Киньон кивнул, хотя в глазах его читались тысячи вопросов.
– Отлично. Я не буду тратить время, выясняя, рады вы меня видеть или нет, – произнёс Галаэрон, – но если хотите жить, то должны помочь лорду Имесфору Молитвой о Мёртвых.
Мастер гробниц молчал, сперва он посмотрел на свои раны, а потом на воспалившиеся рубцы лежавшего рядом эльфа.
– Не знаю, что там в вас ввели фаэриммы, но это точно не яйца, потому что в этом случае, вам было бы так же плохо, как и всем остальным, – сказал Галаэрон. – А теперь, если хотите выжить, начинайте молитву.
Вместо того чтобы подчиниться, Киньон прошептал:
– А остальные?
Галаэрон посмотрел на безжизненные тела, и у него стало очень тяжело на сердце.
– Сами они не смогут передвигаться, а что произошло, когда я попытался заткнуть вам рот, вы и сами видели. Есть идеи, как их вынести?
– Нет, – выдохнул Киньон, закрыв глаза. Он, очевидно, пришёл к тому же заключению, что и Галаэрон. У них было только два варианта: уйти и оставить соплеменников умирать, либо остаться и умереть вместе с ними. – Так нельзя, это неправильно.

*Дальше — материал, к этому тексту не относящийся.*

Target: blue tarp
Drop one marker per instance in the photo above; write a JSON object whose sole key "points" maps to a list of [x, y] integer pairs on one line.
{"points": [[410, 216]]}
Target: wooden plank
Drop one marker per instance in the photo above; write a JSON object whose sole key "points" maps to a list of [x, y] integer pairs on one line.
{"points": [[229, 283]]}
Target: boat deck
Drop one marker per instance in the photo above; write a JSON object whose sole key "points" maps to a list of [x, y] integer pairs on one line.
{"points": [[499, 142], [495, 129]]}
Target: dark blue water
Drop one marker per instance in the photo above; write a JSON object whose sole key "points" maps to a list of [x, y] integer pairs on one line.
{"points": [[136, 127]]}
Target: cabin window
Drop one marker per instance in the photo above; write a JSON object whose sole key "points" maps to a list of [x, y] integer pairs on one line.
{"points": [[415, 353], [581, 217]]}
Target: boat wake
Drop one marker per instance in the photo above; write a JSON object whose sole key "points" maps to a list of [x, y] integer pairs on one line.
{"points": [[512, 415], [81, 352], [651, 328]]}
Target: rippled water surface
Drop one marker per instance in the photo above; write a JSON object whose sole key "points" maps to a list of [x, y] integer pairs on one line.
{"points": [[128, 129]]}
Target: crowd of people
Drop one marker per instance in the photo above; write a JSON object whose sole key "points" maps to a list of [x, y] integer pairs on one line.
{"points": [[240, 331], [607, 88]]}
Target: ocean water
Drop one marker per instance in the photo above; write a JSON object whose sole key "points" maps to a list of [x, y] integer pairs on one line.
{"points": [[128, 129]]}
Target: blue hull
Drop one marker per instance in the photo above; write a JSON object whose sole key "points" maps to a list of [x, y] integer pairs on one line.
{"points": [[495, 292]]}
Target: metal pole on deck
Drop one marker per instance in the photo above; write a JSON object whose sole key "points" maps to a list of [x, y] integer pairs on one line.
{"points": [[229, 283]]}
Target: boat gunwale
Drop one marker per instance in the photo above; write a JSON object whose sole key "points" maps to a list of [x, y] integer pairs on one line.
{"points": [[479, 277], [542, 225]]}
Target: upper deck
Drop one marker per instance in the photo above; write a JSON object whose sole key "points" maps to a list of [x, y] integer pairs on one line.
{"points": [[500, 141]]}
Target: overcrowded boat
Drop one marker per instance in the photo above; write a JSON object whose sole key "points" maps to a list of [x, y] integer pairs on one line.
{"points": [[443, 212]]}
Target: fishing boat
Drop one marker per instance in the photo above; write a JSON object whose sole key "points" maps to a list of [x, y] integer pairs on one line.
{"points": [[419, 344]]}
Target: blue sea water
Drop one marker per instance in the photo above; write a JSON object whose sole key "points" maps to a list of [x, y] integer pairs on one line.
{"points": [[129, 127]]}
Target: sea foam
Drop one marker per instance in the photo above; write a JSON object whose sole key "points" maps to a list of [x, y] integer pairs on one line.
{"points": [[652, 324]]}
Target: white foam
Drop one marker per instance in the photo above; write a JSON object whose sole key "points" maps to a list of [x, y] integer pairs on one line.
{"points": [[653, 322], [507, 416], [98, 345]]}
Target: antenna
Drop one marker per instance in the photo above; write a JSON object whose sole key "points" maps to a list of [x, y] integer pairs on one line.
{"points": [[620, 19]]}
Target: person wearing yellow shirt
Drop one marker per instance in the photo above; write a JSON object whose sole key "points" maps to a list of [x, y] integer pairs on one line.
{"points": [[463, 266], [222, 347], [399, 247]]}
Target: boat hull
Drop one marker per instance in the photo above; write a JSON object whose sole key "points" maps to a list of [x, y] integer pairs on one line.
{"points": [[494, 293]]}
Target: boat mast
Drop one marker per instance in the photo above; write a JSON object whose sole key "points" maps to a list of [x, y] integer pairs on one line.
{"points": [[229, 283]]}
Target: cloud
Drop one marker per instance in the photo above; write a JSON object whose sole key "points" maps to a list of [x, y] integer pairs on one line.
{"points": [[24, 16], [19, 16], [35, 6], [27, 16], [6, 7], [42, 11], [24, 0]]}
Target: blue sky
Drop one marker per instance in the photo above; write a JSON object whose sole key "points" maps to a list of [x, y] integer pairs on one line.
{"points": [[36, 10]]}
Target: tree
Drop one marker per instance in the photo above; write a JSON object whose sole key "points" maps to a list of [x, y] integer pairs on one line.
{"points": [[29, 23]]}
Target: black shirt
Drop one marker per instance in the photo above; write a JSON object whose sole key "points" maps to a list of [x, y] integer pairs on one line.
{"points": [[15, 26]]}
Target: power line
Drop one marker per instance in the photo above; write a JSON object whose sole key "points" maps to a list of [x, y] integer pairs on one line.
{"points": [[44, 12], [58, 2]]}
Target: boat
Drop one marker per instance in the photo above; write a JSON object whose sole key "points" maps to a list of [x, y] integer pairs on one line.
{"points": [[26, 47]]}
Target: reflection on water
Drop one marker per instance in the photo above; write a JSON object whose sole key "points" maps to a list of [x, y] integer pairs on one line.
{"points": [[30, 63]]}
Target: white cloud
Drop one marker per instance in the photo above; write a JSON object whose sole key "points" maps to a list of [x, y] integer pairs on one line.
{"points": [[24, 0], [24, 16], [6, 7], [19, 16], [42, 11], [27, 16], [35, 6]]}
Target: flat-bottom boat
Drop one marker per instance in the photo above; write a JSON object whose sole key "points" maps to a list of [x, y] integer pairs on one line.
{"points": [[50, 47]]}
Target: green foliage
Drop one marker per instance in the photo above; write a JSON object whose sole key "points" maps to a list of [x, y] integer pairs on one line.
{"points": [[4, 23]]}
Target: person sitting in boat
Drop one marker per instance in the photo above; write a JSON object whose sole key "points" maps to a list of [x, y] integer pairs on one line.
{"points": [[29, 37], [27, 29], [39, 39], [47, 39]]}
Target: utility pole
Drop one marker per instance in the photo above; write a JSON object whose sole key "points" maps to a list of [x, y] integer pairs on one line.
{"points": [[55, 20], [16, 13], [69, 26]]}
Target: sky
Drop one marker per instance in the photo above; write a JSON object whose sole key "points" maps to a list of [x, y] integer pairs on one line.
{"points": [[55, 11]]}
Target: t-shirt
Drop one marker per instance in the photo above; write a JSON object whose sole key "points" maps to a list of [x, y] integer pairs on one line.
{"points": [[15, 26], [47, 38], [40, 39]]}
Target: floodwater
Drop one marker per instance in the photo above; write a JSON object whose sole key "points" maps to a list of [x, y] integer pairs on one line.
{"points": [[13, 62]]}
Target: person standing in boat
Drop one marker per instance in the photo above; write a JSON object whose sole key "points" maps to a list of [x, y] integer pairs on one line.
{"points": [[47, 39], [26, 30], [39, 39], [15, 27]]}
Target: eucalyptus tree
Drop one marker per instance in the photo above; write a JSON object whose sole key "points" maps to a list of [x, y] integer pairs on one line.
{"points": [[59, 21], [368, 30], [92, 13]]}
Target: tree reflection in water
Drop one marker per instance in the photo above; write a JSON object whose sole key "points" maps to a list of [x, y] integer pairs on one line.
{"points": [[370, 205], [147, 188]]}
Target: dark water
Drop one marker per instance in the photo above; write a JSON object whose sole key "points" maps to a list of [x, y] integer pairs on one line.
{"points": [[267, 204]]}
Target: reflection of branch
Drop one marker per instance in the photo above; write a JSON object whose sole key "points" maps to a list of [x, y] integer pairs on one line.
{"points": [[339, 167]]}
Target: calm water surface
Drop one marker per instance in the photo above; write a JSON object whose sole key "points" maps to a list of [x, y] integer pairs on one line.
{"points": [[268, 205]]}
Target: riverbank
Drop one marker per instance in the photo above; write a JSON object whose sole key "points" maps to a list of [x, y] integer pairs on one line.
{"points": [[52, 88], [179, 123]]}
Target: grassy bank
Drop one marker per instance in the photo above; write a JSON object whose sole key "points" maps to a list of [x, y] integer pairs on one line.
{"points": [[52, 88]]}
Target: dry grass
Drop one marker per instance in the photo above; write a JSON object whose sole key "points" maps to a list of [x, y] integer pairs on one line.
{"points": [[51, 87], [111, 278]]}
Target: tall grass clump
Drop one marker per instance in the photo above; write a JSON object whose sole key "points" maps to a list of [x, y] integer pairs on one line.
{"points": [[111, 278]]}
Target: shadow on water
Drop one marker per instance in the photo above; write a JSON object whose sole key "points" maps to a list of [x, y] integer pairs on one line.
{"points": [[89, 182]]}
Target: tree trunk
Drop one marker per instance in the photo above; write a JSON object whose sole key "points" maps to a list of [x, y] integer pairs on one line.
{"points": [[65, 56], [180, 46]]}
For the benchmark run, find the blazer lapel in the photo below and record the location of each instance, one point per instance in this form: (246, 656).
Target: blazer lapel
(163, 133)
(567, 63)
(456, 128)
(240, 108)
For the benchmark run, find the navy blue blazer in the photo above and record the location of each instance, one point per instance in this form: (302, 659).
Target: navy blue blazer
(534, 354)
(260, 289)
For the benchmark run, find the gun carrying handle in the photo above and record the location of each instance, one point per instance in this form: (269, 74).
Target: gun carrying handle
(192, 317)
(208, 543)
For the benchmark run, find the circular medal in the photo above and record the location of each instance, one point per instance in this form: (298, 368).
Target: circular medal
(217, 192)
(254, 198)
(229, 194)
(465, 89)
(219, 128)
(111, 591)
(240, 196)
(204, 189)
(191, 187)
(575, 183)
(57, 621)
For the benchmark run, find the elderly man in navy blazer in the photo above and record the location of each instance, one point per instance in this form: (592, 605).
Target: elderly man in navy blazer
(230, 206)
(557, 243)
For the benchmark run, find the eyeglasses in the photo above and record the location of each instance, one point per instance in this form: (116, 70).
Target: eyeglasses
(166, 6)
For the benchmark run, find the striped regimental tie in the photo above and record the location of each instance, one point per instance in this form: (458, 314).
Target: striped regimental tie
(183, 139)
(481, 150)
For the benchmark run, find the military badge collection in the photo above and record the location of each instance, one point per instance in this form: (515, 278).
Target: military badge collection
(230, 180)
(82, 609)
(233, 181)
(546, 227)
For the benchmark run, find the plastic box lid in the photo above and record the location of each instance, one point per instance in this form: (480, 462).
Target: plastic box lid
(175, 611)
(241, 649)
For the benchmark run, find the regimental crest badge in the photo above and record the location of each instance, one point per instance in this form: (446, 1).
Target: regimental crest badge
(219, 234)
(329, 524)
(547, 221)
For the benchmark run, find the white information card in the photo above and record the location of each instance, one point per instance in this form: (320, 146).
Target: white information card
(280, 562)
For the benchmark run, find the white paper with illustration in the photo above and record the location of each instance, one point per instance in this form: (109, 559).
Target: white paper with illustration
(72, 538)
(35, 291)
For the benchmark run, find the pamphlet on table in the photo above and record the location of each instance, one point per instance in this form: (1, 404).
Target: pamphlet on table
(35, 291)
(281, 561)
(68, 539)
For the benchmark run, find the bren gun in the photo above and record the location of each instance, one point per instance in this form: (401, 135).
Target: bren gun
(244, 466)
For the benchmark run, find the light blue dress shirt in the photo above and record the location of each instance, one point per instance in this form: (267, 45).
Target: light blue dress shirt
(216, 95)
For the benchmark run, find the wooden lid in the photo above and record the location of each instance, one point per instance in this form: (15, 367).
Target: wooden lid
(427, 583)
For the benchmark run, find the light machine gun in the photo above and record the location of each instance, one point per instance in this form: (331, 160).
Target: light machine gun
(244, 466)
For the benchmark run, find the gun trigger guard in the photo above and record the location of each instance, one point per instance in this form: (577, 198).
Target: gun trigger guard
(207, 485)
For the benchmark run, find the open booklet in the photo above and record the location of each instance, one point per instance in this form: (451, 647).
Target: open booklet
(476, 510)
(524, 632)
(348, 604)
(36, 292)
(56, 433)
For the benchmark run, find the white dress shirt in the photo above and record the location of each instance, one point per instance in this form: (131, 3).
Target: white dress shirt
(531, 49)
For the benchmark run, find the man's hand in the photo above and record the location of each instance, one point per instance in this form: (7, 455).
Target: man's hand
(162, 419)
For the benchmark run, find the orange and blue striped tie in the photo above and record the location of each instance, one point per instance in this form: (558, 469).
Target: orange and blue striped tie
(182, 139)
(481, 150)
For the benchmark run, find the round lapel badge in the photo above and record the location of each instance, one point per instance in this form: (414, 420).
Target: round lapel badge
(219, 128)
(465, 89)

– Да, неправильно, но мы должны делать то, что в наших силах. – Нихмеду увидел, как на потолке неестественно мельтешит тень, и понял, что Вала даёт ему знак поторопиться. – У нас нет времени. Если хотите выжить, то не молчите, действуйте.
Киньон потряс головой, не в силах справиться с тяжёлым решением, но потом всё-таки произнёс:
– Я должен выжить. – Из-за угла донёсся испуганный вскрик и Колбатин перевёл взгляд на дверь. – Держись, Имесфор. Узри же, там, на Западе…
Молитву прервала оглушающая трель фаэримма, почувствовавшего сильную боль. Галаэрон проскользнул в переднюю часть клетки и замер у стены. За дверью в луже крови лежала неестественно изогнутая лапа фаэримма, отсечённая чётко по бицепсу. Прижав согнутые руки к груди, на земле лежал лорд Имесфор. Задрав голову вверх, он изумлённо смотрел на культю своего мучителя.